Le bugie della verità

Nota sul convegno "Le bugie della verità" - Calcio e Scienza

Felice Accame

L’analisi del rapporto fra gioco del calcio e scienza implica una premessa concernente la concezione della scienza, troppo spesso – nell’immaginario colto e men colto – confusa con un’impresa sostanzialmente irrealistica.

La scienza è un processo aperto. Dipende dall’assunzione di un particolare atteggiamento e dal modo con cui guardare alle cose. Da questo punto di vista, non è l’oggetto a determinare la scienza, ma la procedura che si adotta nei suoi confronti. Tale procedura è caratterizzata dall’assunzione di ripetibilità – sia nei confronti dell’oggetto in studio che delle eventuali operazioni che noi possiamo compiere nei suoi confronti (l’esperimento).

Nel gioco del calcio si può riscontrare ripetibilità esattamente come in qualsiasi altro oggetto di studio – sia esso un elettrone, un bisonte o il pubblico di San Siro. Ben venga, dunque, qualsiasi modello analitico che porti alla luce più elementi costitutivi del gioco.

I problemi nascono allorché si tratta di selezionare nel ripetibile il significativo. Il rischio è quello di essere sommersi da modelli analitici in concorrenza fra loro e da una quantità di dati esorbitante. Come criterio selettivo, allora, proporrei quello dell’effettiva utilizzabilità del dato da parte dell’allenatore, ovvero da parte di colui cui è demandato il compito ultimo di istruire i calciatori determinandone il comportamento durante la partita.

Per quanto concerne la natura dei modelli analitici non ci possono essere preclusioni. Siano essi il prodotto di scienze matematiche o di altre scienze hanno tutti la medesima legittimità di base. Starà alle loro applicazioni orientarne le sorti.

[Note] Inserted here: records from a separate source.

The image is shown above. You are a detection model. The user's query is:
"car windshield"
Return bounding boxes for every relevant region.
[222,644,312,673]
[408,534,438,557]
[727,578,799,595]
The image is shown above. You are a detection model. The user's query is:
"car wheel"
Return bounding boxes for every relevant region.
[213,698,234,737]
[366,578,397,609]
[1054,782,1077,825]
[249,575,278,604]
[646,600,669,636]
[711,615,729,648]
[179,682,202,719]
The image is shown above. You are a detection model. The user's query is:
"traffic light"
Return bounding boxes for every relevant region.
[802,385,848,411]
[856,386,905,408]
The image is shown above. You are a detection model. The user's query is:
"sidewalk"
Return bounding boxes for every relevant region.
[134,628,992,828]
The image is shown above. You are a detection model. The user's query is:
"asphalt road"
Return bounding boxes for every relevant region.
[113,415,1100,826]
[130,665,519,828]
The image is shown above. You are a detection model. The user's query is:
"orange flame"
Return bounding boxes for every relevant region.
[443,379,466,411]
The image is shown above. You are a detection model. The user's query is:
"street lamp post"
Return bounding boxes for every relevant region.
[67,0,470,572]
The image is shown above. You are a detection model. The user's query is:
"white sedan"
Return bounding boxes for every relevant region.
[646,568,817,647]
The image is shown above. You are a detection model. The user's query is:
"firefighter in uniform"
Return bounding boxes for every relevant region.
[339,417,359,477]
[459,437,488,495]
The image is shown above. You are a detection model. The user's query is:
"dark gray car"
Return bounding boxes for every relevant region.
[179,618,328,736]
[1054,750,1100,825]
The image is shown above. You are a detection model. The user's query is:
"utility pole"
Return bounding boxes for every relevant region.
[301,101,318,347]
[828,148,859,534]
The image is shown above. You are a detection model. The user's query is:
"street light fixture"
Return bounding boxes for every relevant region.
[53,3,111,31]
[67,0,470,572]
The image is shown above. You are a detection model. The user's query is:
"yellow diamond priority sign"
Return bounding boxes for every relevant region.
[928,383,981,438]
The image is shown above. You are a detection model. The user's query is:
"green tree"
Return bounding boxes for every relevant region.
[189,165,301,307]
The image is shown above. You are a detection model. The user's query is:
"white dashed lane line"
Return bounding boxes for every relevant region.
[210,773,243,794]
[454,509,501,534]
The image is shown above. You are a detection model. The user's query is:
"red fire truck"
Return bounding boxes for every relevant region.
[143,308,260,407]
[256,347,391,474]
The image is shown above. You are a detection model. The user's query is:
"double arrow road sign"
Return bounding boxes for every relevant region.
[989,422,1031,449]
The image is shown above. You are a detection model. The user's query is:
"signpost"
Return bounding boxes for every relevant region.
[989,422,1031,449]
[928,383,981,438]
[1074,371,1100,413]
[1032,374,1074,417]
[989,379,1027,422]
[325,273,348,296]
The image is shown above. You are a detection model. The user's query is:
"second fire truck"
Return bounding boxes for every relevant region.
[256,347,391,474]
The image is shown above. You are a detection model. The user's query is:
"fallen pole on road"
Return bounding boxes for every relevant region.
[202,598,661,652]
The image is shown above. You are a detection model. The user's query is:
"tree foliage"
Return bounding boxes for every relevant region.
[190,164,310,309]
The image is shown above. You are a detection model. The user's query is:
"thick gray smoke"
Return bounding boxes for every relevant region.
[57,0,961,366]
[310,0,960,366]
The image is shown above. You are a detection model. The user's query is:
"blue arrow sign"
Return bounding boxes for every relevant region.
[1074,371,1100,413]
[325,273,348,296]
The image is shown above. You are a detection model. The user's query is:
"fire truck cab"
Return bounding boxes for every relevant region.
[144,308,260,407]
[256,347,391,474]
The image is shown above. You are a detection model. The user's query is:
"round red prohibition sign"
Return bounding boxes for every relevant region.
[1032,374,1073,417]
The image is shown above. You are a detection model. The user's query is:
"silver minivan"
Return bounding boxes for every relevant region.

Nel calcio, d’altronde, assistiamo da tempo ad un processo di parcellizzazioni delle funzioni. L’allenatore è stato via via affiancato dal preparatore atletico, dal preparatore dei portieri, dagli aiutanti di campo per allenamenti di reparto, dall’analista della partita con mezzi informatici. Va da sé che questo processo di parcellizzazione rimanga aperto a nuovi specialisti, padroni di strumentazioni nuove o, almeno, mai utilizzate fino ad ora in questo contesto.

Perché ciò possa avvenire nei modi opportuni, tuttavia, sarà bene riflettere sul perché, a proposito del calcio, resistano alcuni stereotipi culturali che, impedendo di fatto l’assunzione di un atteggiamento scientifico – ad onta della cospicuità di investimenti finanziari nel settore -, ne favoriscono una percezione magico-artistica che vorrebbe lasciarlo allo stato di fenomeno sostanzialmente inanalizzabile. Credo che l’innovazione debba prendere le mosse da questa consapevolezza.